The penthouse Finn and Michaela purchased earlier this year is extravagant. The place has two floors, five bedrooms, six bathrooms, four terraces, a library, and an office. It’s just shy of six thousand square feet. How do I know that? Because Michaela told me it’s exactly forty-four square feet less, and it might be the only thing she has that’s bigger than Nina’s. Truthfully, I could see Nina buying a place like this more than my sister, or even Finn, but Nick and Nina settled for a simpler condo on the eighteenth floor of the Plaza.

The foyer overlooks the northwest side of the city with unobstructed views of the Woolworth Building and the One World Trade Center. There isn’t room for the balloon arch near the stairs, but it will fit in the hallway that leads to the front door. There would be plenty of room for the letters by the piano in the sitting area to the right of the staircase. Everything would probably look better underneath the stairs, but I’d rather not try and find a new home for the thirteen-foot-tall Jack Skellington.

“How ya holding up?” Nick asks after we set the backdrop down.

I shrug. “How would you be?”

Being within feet of the person I’ve spent the last six years married to but trying not to make eye contact with or speak to has been much harder than I thought. I hoped we could at least be civil, but I guess not speaking is being civil in its own way.

“Well, my situation would be a bit different,” Nick smirks. “I’m not in anarrangedmarriage.”

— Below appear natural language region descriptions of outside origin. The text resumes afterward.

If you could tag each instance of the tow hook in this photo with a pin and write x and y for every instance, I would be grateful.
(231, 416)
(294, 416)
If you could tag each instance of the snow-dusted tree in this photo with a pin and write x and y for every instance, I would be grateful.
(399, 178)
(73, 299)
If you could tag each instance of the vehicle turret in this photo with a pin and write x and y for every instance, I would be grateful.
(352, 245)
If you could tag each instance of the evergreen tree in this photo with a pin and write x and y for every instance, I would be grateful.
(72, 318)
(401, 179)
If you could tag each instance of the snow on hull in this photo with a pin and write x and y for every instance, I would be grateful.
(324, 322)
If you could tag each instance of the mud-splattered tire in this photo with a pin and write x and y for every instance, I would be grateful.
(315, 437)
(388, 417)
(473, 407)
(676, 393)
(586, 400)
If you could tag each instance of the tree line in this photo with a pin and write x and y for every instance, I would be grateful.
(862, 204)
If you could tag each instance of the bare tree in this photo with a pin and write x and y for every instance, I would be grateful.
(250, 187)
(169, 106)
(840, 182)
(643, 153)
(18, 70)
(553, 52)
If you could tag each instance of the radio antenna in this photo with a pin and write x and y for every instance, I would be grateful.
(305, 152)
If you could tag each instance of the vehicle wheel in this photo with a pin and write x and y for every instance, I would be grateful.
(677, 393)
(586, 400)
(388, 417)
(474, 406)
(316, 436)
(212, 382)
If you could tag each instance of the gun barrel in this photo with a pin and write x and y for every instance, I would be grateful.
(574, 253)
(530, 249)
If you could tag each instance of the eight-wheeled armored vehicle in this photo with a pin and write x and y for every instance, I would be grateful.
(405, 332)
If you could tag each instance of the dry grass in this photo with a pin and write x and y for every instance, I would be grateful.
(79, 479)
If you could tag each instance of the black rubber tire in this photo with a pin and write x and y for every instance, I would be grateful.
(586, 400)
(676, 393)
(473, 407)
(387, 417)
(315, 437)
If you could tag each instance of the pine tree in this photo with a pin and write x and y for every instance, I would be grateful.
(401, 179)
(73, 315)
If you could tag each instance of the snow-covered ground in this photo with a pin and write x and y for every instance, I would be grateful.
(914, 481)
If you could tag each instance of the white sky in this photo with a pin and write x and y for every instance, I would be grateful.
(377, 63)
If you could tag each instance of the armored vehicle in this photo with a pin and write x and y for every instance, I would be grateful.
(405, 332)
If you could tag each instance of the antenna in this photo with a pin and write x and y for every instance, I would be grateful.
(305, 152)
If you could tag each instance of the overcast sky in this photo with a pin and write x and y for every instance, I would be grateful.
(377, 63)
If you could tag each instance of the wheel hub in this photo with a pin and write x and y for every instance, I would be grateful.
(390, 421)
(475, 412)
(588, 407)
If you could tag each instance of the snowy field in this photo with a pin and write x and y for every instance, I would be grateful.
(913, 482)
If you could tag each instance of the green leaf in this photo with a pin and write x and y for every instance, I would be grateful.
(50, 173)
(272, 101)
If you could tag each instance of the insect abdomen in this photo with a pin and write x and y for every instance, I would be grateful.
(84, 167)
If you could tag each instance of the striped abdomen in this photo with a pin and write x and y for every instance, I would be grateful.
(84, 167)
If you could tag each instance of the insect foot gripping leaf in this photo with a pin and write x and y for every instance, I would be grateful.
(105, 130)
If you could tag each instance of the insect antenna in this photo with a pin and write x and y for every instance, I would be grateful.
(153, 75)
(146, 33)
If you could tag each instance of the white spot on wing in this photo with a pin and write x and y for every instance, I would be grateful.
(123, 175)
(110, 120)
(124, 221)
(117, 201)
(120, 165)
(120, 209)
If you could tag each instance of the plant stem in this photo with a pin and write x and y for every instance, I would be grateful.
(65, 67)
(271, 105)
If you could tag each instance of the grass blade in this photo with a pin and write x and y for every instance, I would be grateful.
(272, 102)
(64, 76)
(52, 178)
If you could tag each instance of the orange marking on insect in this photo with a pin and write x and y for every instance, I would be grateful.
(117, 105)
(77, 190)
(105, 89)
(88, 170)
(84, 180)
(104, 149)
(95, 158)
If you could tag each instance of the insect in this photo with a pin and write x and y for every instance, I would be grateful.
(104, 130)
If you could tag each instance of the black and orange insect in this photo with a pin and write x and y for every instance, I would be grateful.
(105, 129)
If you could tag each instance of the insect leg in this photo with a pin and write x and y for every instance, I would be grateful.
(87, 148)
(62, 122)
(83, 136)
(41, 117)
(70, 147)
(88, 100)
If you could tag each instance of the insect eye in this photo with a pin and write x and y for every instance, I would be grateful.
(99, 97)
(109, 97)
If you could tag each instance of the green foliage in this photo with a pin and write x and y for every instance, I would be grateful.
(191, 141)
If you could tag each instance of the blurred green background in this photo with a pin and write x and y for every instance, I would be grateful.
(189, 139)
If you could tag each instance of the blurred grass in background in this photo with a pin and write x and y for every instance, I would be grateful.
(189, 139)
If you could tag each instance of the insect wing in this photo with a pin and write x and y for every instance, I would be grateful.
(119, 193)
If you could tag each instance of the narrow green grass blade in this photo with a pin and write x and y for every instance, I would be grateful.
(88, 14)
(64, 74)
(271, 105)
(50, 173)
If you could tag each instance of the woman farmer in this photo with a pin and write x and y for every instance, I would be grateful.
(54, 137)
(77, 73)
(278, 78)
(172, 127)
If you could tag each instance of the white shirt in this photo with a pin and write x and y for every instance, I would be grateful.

There’s a cheer from the terrace down the hall that leads through the kitchen and into the family room. My sister had Finn set up a beer pong table for the child-free adults. It’s classy, I know, but it keeps them entertained.

Michaela pulls the orange wig from her head as she walks out of the kitchen. Then she pulls at the green scarf tied around her neck, loosening it, before straightening out her purple dress—she and Finn dressed as Fred Jones and Daphne Blake from Scooby-Doo. “What are we whispering about?” my sister asks. God, she’s the nosiest person alive.

She was the third person I told the truth about my marriage; it was only a matter of time before she found out, considering both Finn and Nick knew. It was better she heard it from me than from one of them.